Black civil rights lawyers, such as Richmond’s Oliver Hill, started filing numerous lawsuits to end segregation in schools and other public places.
This deeply troubled the white ruling class. Toscano writes that “as legal crusaders continued to probe for the next opportunity to advance the cause in Virginia, their assertiveness dismayed white elites such as (Richmond News Leader Editor Douglas Southall) Freeman and Virginius Dabney, the influential editor of the Richmond Times-Dispatch, who said in 1943 that ‘any effort to force the abolition of segregation over the protest of a strongly hostile white South,’ is bound to do far more harm than good.”
After the U.S. Supreme Court struck down school segregation, white leaders quickly erected “Massive Resistance” that would require schools to be closed if they integrated. Many shut down.
But Black persistence prevailed and by 1970, the new governor, Linwood Holton, a moderate Republican, made a very public display of his support for integration by personally walking his daughter to a mostly-Black school in Richmond.
Toscano runs through his remembrances of more recent governors, including George Allen, Mark Warner, Tom Kaine, Robert F. McDonnell, Terry McAuliffe and Ralph Northam.
The author takes great pains to be as kind as he can to all of the above. He stresses a kind of bipartisan cooperation that was also supposedly part of the genteel “Virginia Way” of governing. Sadly, the atmosphere has since eroded thanks to former President Donald Trump.
Toscano and McDonnell, for instance, disagreed on many things such as McDonnell’s idea that women be forced to undergo a trans vaginal examination before having an abortion. Yet, Toscano and the governor were able to meet in private for useful and friendly talks.
Toscano also provides glimpses of how governors work. McAuliffe was flying on a business trip in a state helicopter in 2017 when he learned that Amazon was about to send out requests for proposals for a second headquarters. McAuliffe insisted that the pilot land immediately so that he could reach Amazon chief Jeff Bezos to make a pitch. Virginia eventually won he project.

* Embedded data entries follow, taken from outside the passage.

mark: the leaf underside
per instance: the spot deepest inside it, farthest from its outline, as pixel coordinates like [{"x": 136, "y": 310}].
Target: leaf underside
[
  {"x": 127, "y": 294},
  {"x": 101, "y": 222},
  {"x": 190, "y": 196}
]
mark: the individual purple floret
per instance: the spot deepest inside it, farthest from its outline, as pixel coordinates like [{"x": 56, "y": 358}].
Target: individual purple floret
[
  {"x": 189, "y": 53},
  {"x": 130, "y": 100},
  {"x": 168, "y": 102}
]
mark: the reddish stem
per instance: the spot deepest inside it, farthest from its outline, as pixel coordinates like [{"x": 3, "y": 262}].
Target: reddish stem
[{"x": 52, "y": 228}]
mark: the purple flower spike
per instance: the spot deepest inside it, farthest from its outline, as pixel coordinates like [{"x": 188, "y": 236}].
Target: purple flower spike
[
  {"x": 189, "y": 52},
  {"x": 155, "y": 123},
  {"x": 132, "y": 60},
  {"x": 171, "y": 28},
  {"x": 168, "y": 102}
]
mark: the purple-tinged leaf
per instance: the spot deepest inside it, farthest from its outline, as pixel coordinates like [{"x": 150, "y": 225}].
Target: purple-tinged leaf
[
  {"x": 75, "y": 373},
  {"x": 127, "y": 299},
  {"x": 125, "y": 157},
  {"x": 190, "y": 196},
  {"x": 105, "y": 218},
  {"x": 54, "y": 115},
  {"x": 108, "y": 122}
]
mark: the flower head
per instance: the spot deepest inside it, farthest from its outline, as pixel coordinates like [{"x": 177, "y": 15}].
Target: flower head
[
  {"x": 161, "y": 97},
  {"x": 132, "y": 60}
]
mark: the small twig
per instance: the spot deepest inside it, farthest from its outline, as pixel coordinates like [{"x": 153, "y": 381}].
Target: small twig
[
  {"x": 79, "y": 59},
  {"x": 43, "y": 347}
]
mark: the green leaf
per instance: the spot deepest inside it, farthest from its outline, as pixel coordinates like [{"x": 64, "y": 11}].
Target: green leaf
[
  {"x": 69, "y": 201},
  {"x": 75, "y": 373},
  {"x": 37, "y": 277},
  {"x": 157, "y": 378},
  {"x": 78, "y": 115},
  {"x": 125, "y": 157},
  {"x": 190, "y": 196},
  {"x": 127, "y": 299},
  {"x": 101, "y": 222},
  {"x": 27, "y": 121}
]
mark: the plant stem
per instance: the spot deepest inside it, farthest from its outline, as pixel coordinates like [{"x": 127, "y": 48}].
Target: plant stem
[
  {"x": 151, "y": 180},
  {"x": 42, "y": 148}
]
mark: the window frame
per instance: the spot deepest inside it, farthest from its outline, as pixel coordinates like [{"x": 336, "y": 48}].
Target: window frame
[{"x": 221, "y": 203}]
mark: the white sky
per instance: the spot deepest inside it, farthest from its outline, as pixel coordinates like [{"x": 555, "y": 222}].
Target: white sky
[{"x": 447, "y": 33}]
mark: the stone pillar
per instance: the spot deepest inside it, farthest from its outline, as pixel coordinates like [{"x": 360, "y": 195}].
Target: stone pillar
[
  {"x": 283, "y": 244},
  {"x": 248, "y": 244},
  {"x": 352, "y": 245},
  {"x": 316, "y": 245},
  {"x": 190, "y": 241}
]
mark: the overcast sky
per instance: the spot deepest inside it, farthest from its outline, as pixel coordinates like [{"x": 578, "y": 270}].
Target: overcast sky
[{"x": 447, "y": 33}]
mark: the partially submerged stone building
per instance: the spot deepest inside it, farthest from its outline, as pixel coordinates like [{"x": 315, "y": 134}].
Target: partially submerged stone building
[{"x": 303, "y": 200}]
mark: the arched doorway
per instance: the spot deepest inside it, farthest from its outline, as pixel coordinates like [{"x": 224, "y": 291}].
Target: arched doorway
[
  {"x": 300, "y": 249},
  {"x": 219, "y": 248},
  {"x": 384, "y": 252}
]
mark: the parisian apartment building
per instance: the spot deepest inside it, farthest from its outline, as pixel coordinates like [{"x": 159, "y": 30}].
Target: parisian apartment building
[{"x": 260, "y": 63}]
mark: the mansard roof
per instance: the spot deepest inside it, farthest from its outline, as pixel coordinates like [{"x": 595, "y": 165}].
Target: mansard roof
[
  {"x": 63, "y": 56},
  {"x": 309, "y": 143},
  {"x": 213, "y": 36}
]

As demographics changed, Virginia started electing more women and people of color. Eileen Filler-Corn, for instance became the first female House Speaker.
There’s one area where I think that Toscano is weak. He seems to shrug off Virginia’s ridiculously lax campaign finance laws. He does get into McDonnell’s embarrassing bribery scandal yet soft-pedals the political catastrophe.
Another problem not of his making is that Toscano apparently had publishing deadlines that did not give enough [time] to address the Republican sweep of the state’s three top elected offices that brought Glenn Youngkin into power. The GOP also gained control of the House of Delegates.
The author does manage an add-on chapter after the election but the election results tend to undercut his overall theory. He writes: “Youngkin’s victory was neither a landslide nor a mandate. If the Republican win had happened 10 years ago, it would have appeared to be just another Republican victory. But the formerly reliable red state has changed in the past two decades – and the GOP win was therefore perceived as a disruptive outlier.”
In recent years, the new Virginia Way has resulted in some legislation unimaginable before such as ending the death penalty, decriminalizing marijuana and expanding Medicaid to lower income people. Youngkin is trying to roll back some of that, especially in education and environmental rules.
This should be good fodder for another Toscano book. It has so many notes and citations it could easily be used in a college course.
Plus it’s a better read than many textbooks.